Depois de décadas de discussão, o que era considerado utopia, ilusão, fantasia etc. passou a ter contornos mais reais. É inegável que as lutas empunhadas pela “esquerda” no passado estão sendo “capitalizadas” hoje. Afinal, há 30 anos, falar de reforma agrária, por exemplo, era tão utópico como a proposta de libertar os escravos no século XV. A transformação dessas utopias não deixa de ser uma “valentia política” observada por Gutiérrez, quando afirma que o não atendimento ao rico em função do pobre, em um primeiro momento, implica ser “impopular”, principalmente quando se apresentam novos projetos. Antes, distribuir terra era um ato condenado pelas “elites”; hoje, nem tanto. Talvez o exemplo mais recente seja a distribuição de recursos aos mais pobres, que recebe crítica por produzir “desocupados”. Essa “valentia”, apesar dos riscos, agrega ao proponente um “capital” de marketing muito positivo. Mas isso não acontece do dia para a noite, precisa de tempo para se estabilizar no ambiente.

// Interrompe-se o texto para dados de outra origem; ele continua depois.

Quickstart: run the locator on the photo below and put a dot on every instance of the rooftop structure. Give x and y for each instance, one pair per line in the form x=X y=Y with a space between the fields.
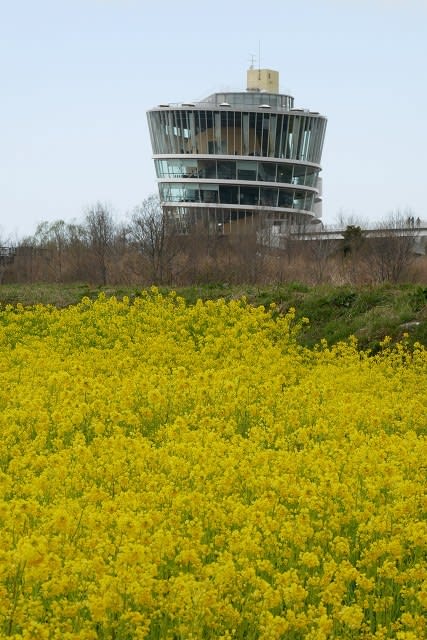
x=238 y=158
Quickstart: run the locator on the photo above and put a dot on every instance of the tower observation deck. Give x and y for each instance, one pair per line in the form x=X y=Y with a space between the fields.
x=238 y=158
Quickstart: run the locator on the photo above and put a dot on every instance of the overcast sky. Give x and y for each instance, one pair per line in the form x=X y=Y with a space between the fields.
x=77 y=77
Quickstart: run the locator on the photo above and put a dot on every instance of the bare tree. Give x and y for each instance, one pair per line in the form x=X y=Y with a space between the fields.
x=391 y=249
x=100 y=233
x=155 y=237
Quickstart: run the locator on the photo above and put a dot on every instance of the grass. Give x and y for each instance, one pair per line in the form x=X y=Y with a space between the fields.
x=335 y=313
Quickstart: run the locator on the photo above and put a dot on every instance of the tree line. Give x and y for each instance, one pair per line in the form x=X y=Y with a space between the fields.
x=148 y=249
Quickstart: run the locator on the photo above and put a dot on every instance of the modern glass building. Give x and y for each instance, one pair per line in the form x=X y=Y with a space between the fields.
x=239 y=158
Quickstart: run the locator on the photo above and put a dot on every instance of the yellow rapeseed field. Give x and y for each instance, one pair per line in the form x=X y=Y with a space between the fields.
x=189 y=472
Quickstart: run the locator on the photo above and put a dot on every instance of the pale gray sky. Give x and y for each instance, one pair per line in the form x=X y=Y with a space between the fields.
x=78 y=76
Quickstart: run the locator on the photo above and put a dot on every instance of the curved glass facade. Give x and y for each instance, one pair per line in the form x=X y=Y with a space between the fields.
x=248 y=153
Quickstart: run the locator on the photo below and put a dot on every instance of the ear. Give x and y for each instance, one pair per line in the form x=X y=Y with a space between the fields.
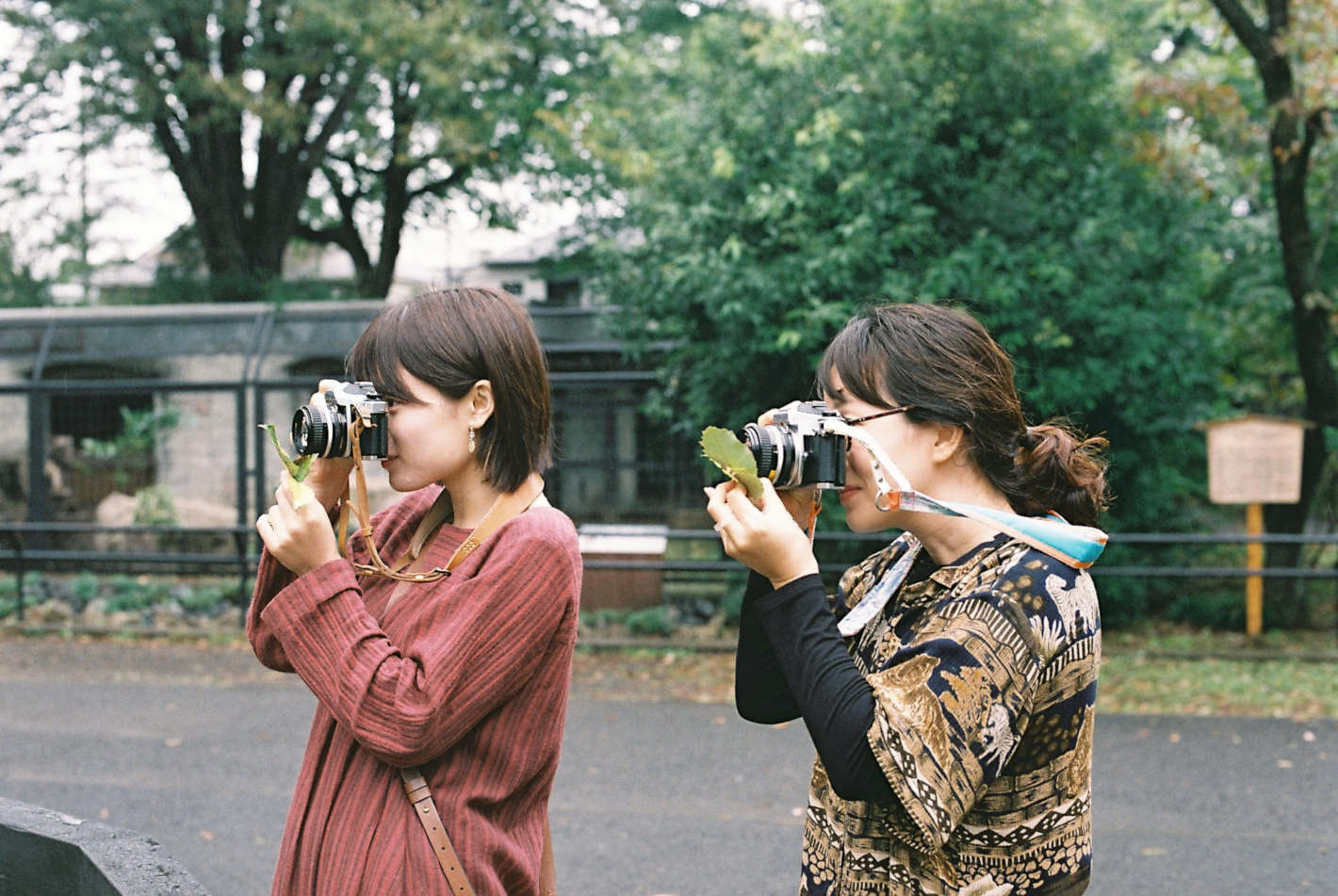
x=480 y=402
x=948 y=442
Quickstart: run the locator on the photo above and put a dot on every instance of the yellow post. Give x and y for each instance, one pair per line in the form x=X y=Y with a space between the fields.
x=1254 y=561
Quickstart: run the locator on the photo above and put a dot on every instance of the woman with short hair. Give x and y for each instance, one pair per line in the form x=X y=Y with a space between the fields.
x=464 y=676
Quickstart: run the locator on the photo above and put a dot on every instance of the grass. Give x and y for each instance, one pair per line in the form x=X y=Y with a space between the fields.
x=1141 y=684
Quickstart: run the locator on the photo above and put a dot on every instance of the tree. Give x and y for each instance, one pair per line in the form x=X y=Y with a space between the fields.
x=776 y=174
x=328 y=120
x=1254 y=90
x=19 y=286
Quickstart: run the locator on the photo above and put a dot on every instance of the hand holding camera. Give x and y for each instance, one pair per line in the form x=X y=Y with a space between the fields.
x=324 y=427
x=764 y=538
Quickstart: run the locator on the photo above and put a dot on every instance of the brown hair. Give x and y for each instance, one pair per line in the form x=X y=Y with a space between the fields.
x=943 y=363
x=454 y=337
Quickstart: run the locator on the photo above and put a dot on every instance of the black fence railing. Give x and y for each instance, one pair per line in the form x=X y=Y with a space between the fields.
x=18 y=557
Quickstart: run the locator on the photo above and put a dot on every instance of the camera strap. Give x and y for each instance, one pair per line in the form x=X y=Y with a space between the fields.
x=1076 y=546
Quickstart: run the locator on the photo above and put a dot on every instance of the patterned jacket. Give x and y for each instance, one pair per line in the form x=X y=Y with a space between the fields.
x=984 y=678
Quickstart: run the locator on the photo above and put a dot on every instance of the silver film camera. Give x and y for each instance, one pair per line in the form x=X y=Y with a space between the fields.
x=324 y=428
x=796 y=448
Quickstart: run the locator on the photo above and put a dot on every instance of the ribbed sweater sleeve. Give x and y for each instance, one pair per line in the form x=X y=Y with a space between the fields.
x=827 y=689
x=490 y=622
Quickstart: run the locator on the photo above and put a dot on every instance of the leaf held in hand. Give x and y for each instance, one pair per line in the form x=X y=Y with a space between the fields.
x=724 y=449
x=297 y=469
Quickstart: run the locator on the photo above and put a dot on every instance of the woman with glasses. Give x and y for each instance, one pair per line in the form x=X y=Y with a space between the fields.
x=949 y=684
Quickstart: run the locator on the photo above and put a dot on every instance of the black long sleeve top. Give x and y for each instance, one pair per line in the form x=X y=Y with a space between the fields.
x=792 y=662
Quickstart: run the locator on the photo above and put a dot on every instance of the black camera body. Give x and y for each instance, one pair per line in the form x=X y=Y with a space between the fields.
x=324 y=428
x=796 y=448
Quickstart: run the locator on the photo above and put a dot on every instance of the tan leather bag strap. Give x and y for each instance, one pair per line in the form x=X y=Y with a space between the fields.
x=547 y=867
x=415 y=785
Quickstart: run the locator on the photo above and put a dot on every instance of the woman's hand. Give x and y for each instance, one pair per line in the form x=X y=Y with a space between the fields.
x=767 y=538
x=328 y=477
x=300 y=538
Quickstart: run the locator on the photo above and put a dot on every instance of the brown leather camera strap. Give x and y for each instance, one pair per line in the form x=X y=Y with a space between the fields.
x=415 y=785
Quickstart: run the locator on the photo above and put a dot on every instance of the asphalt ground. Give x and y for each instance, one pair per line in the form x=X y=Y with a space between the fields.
x=198 y=748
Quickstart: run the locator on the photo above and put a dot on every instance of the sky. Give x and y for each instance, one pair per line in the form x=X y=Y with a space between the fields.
x=138 y=204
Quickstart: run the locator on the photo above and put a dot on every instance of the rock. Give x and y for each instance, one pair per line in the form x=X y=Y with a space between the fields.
x=95 y=614
x=115 y=511
x=50 y=612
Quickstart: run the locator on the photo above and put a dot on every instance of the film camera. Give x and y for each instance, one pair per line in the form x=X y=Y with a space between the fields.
x=324 y=428
x=796 y=447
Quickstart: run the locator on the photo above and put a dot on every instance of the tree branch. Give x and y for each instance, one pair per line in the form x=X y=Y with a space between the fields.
x=1254 y=38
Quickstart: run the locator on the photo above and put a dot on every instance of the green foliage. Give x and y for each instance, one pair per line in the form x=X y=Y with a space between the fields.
x=779 y=174
x=306 y=118
x=733 y=459
x=138 y=435
x=85 y=587
x=649 y=622
x=19 y=286
x=133 y=594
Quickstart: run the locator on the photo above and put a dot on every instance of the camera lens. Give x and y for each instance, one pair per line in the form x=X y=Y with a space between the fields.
x=313 y=431
x=770 y=447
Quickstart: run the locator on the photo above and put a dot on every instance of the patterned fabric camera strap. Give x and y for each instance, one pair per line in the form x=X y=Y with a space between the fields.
x=1076 y=546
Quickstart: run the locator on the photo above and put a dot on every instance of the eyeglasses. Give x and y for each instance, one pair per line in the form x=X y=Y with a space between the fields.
x=881 y=414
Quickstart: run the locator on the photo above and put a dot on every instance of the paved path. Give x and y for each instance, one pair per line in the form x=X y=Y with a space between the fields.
x=653 y=797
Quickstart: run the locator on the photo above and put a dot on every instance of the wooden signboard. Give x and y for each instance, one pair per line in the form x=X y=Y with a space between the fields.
x=1255 y=460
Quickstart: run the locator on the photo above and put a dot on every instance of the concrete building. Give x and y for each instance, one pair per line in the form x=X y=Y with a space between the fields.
x=209 y=373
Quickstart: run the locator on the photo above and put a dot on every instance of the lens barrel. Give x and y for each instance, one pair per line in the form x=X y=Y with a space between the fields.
x=321 y=431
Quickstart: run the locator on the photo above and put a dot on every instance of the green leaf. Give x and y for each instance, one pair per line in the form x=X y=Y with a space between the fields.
x=297 y=490
x=724 y=449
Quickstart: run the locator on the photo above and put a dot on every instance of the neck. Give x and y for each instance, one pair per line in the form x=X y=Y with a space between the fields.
x=471 y=497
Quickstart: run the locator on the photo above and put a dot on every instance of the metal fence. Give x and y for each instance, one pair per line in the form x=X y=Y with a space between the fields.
x=19 y=555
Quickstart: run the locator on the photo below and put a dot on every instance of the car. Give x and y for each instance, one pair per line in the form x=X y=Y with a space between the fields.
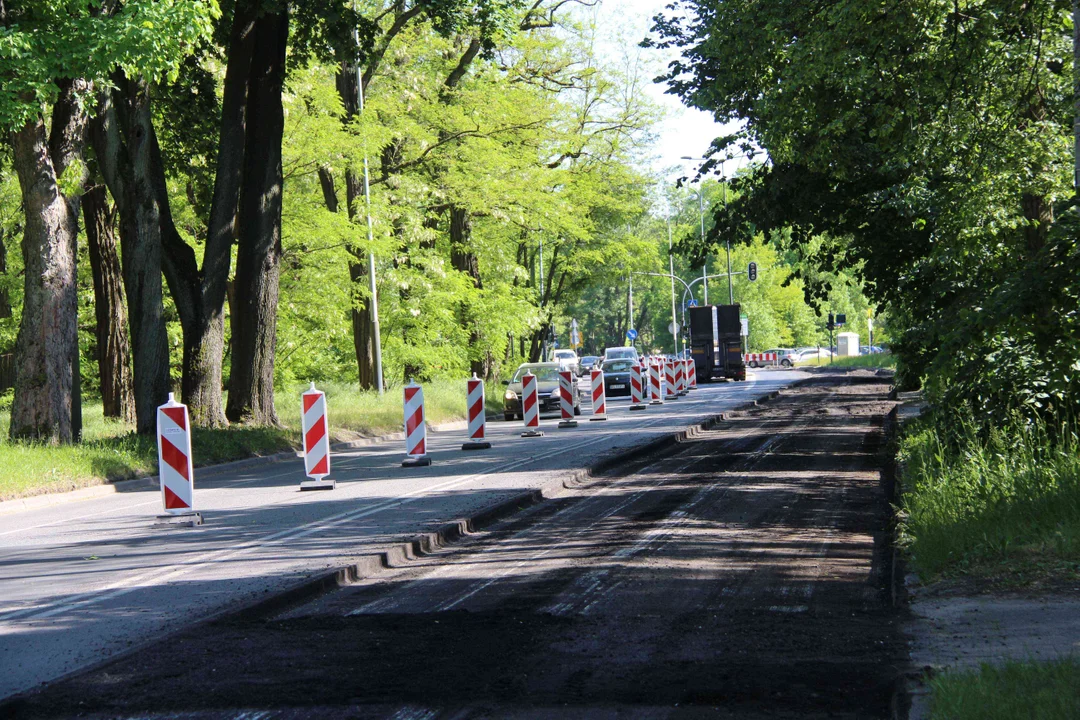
x=568 y=361
x=617 y=377
x=588 y=363
x=621 y=353
x=548 y=391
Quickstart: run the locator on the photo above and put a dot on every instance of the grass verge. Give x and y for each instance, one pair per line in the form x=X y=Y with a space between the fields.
x=1004 y=507
x=877 y=360
x=111 y=451
x=1048 y=691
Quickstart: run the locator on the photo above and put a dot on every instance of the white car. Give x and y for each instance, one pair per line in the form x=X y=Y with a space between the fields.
x=568 y=361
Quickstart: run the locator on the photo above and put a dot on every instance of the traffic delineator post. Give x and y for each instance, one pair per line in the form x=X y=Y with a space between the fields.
x=175 y=469
x=416 y=428
x=636 y=388
x=477 y=415
x=566 y=398
x=316 y=440
x=599 y=395
x=656 y=394
x=530 y=406
x=670 y=393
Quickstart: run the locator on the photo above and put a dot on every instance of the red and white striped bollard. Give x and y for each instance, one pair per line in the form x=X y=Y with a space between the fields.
x=476 y=412
x=416 y=429
x=175 y=469
x=599 y=395
x=636 y=388
x=530 y=406
x=316 y=440
x=566 y=398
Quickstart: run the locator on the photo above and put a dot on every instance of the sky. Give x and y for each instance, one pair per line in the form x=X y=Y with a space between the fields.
x=686 y=132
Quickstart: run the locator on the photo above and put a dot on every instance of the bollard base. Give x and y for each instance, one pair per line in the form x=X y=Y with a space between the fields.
x=179 y=520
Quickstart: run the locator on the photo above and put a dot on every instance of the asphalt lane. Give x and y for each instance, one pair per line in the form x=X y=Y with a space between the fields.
x=83 y=581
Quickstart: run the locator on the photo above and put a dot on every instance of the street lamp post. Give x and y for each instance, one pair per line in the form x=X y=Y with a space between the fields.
x=374 y=307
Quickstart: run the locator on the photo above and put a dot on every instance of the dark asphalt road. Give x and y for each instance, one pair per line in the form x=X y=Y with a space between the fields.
x=739 y=574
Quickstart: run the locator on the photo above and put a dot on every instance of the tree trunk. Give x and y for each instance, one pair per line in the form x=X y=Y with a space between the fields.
x=46 y=352
x=464 y=260
x=258 y=257
x=4 y=298
x=124 y=144
x=118 y=395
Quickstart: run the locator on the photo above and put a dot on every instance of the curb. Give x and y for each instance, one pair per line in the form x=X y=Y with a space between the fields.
x=401 y=554
x=150 y=481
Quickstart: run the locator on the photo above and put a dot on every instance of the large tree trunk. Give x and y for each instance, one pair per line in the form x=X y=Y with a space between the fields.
x=258 y=257
x=4 y=298
x=464 y=260
x=46 y=405
x=125 y=148
x=118 y=395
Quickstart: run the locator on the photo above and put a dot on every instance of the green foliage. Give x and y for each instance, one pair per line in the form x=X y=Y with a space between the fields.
x=1044 y=690
x=926 y=148
x=972 y=501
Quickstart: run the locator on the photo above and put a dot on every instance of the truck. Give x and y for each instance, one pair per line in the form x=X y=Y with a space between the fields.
x=716 y=342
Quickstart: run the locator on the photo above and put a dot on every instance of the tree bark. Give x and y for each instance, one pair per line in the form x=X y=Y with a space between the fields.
x=4 y=298
x=124 y=143
x=258 y=257
x=118 y=395
x=46 y=404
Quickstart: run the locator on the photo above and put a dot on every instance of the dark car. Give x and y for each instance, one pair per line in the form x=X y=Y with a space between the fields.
x=547 y=390
x=617 y=377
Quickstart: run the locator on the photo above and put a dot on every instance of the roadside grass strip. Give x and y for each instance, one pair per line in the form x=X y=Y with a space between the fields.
x=1048 y=691
x=1004 y=506
x=112 y=451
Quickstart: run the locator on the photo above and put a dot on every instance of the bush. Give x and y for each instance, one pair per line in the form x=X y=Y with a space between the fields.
x=1004 y=494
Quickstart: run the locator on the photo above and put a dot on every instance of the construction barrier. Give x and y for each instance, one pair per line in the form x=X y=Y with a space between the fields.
x=566 y=398
x=636 y=388
x=670 y=392
x=530 y=406
x=476 y=410
x=755 y=358
x=316 y=440
x=416 y=428
x=599 y=395
x=656 y=372
x=174 y=464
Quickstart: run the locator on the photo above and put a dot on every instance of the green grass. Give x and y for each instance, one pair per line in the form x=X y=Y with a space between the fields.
x=877 y=360
x=111 y=450
x=1001 y=506
x=1047 y=691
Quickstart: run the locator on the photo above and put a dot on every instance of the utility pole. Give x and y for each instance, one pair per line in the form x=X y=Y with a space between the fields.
x=374 y=302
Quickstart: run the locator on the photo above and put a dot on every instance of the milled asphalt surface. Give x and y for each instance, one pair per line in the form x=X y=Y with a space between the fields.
x=83 y=581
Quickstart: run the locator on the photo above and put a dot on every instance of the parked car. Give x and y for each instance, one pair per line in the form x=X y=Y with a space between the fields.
x=548 y=391
x=617 y=377
x=588 y=363
x=568 y=361
x=621 y=353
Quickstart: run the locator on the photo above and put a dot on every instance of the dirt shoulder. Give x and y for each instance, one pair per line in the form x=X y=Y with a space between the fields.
x=741 y=573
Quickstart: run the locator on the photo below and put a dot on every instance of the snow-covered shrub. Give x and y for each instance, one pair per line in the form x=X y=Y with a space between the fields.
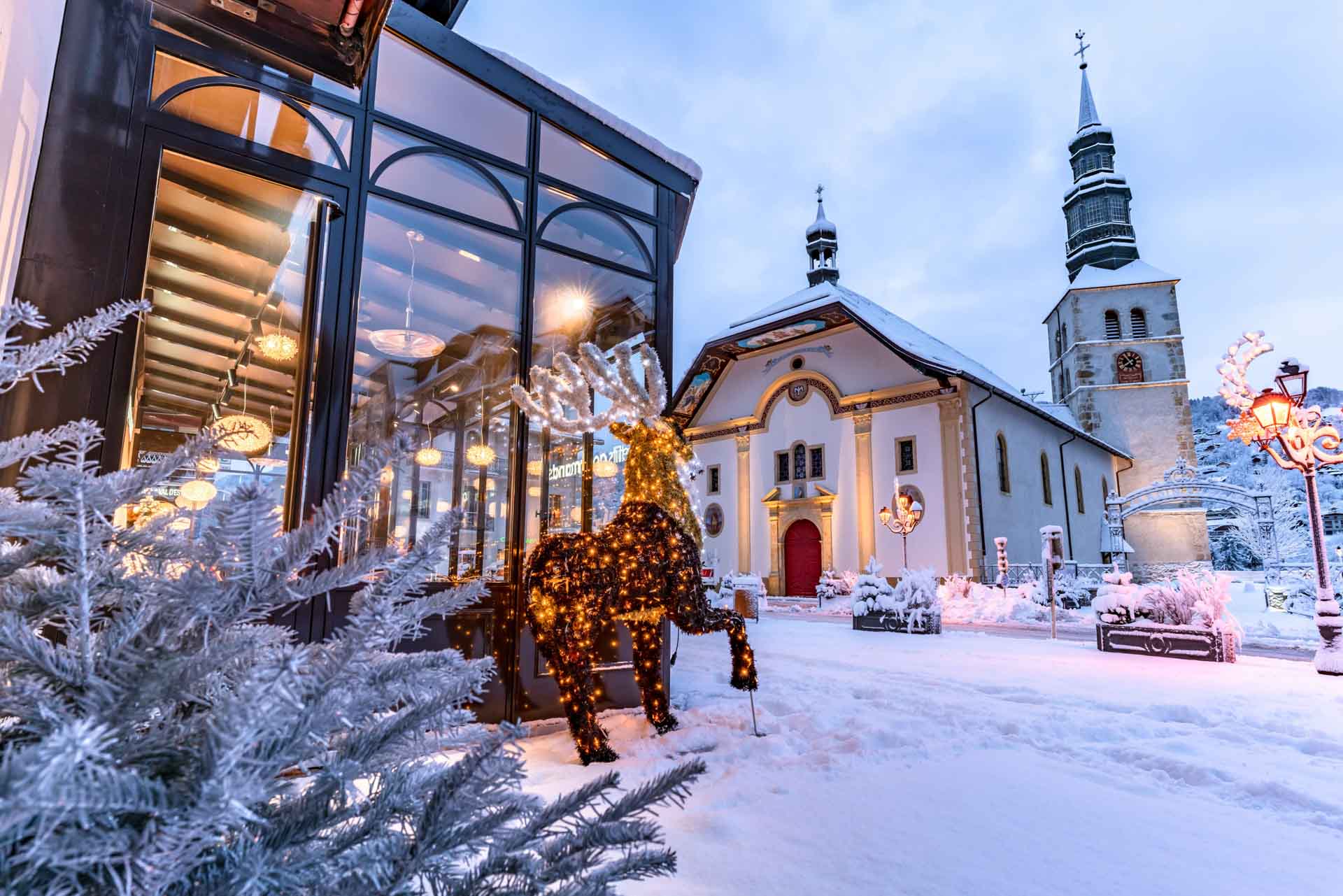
x=872 y=592
x=1116 y=599
x=957 y=588
x=836 y=585
x=160 y=735
x=1166 y=604
x=916 y=597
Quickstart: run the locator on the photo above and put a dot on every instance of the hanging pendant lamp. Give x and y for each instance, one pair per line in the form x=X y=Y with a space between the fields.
x=406 y=343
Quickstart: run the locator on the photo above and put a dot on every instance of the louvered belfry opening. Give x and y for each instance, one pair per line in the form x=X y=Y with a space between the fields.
x=226 y=276
x=1138 y=322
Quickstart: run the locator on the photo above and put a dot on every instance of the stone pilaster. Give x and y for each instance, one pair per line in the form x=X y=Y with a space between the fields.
x=862 y=458
x=743 y=503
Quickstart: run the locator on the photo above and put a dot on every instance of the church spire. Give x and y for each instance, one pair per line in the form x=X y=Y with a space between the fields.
x=1099 y=227
x=1087 y=115
x=823 y=246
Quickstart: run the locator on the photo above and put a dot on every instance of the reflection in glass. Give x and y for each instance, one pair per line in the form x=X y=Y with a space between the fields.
x=588 y=167
x=227 y=278
x=254 y=116
x=199 y=33
x=576 y=483
x=460 y=108
x=592 y=232
x=465 y=292
x=446 y=180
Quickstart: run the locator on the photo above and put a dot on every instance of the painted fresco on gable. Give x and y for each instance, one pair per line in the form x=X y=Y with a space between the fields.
x=697 y=388
x=791 y=331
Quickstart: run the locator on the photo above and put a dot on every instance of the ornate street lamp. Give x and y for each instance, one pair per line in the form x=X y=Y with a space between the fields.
x=903 y=522
x=1298 y=439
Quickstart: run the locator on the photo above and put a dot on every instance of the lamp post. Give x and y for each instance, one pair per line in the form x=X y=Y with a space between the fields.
x=1298 y=439
x=903 y=522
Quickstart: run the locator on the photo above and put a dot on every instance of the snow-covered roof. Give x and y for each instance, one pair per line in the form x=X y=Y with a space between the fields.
x=677 y=160
x=1131 y=274
x=908 y=338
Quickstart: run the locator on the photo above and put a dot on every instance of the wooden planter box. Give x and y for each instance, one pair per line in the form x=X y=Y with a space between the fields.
x=892 y=623
x=1167 y=641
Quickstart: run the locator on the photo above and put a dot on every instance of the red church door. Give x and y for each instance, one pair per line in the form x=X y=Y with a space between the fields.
x=801 y=559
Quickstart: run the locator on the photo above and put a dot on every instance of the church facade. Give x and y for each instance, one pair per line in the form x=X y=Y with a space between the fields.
x=807 y=413
x=810 y=413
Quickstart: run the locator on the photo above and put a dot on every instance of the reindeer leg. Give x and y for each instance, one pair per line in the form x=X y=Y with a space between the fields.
x=702 y=618
x=648 y=674
x=575 y=680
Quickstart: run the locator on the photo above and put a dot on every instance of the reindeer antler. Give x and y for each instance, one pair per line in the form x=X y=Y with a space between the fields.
x=1236 y=390
x=637 y=390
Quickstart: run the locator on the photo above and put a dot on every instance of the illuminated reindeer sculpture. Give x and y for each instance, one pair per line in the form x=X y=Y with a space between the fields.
x=641 y=566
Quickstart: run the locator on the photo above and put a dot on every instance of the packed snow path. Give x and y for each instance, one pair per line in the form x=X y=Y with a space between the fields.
x=969 y=763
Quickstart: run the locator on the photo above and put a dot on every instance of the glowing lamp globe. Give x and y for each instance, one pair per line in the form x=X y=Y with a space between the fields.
x=480 y=455
x=199 y=490
x=407 y=344
x=277 y=347
x=1272 y=411
x=242 y=433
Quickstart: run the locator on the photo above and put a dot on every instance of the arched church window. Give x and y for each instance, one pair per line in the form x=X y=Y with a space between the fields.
x=1004 y=477
x=1128 y=366
x=1112 y=325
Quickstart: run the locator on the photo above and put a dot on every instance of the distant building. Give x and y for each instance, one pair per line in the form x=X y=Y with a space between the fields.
x=806 y=411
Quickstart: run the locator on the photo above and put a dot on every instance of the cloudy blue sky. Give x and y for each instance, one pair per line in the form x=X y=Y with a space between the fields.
x=940 y=132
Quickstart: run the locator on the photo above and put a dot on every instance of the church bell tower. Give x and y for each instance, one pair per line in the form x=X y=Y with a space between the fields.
x=823 y=248
x=1116 y=351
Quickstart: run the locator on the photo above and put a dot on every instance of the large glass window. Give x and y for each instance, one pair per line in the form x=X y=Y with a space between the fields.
x=574 y=162
x=425 y=90
x=227 y=276
x=575 y=483
x=436 y=176
x=253 y=115
x=604 y=234
x=436 y=356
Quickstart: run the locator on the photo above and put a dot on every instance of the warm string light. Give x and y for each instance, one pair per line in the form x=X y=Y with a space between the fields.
x=645 y=564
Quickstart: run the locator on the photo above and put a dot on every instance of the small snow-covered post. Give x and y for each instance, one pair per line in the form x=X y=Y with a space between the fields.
x=1052 y=557
x=1004 y=567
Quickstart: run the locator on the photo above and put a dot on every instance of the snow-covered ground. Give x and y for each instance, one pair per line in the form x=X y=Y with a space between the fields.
x=1263 y=627
x=972 y=763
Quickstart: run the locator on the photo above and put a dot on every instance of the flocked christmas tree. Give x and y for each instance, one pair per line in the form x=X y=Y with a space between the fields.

A padronização dos discursos força o investimento cada vez maior nas estratégias de comunicação e marketing. Afinal, a maioria dos eleitores enxerga que todos falam praticamente a mesma “coisa”, e um dos motivos para isso é que a propaganda ajuda a produzir a artificialidade do novo. Talvez seja em função disso que o eleitor comum não consiga ver a diferença entre partidos, bandeiras, ideologias, crenças etc. “Tudo é marketing, tudo são estratégias”, seja quando Lula aparece sem cabelo no jornal ou quando uma bolinha de papel cai na cabeça de Serra.

São em formatos, apresentação, propostas etc. da maioria dos partidos que podemos perceber a personificação da homogeneização dos discursos. Se antes tínhamos diferentes correntes ideológicas, hoje o eleitor não consegue vislumbrar diferenças de postura. E isso não é positivo, pois todos os partidos são rotulados como se tivessem o mesmo conteúdo programático. Assim, percebe-se que fica na sociedade a sensação de ultrapassado, pesado, ineficiente, sem função de existir. Na realidade as utopias agregam as pessoas e ideais e não devem ficar esquecidas. Creio que o eleitor espera pelos corajosos que possam dizer mais daquilo que pensam, que possam falar daquilo que poucos ainda imaginaram. É desta forma que os líderes são forjados, os demais só “vão na onda”.  

Referências: Gutiérrez-R. A. Filopolítica: filosofía para la política. Publicado en la Revista de la Fundació Rafael Campalans, 2010.